Abstract:
With the growing technological advancements in the present era, the curiosity to remain updated about the daily happenings in the world has opened up various opportunities for news dissemination. Access to information with ease has made the propagation of news much efficient and cost effective. However, online news is a double-edged sword that creates a room for spreading fake news which intends to mislead and exaggerate the reality. This issue is a rising problem leading towards several real world sociopolitical and cultural impacts. To curb the menace of fake news different organizations are working to handle it, but majority of the work is being done in English, unfortunately the language of Urdu in this dimension remains untouched.

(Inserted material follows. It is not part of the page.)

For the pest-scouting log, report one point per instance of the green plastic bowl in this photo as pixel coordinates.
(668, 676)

This research is focused on detecting fake news in Urdu language. The demand is to have a detecting mechanism that can predict between fake and real news. In South Asian languages, unavailability of datasets is the major hindrance of evaluating fake news. Therefore, my contribution is the induction of a dataset influenced by English fake news dataset for Urdu news; Corpus of Urdu News for Fake News Detection (COUNFND) which has been derived from digital journalism. It contains 480 documents with 120 claims processed by means of conducting traditional machine learning algorithms and text preprocessing techniques. The corpus holds great importance for the evaluation of fake news detection system specifically for Urdu Language. This thesis discusses different techniques that have been applied on the Urdu language datasets and furthermore achieving classification accuracy of about 73 percent effectively.
Later on, a new dataset of fake news in Urdu Language has been introduced by Maaz Amjad (Bend the Truth), which has articles divided into fake and real classification, I have applied different supervised learning models and have achieved an accuracy of 0.89 on random forest using four grams techniques which is greater than the baseline accuracy provided with the dataset.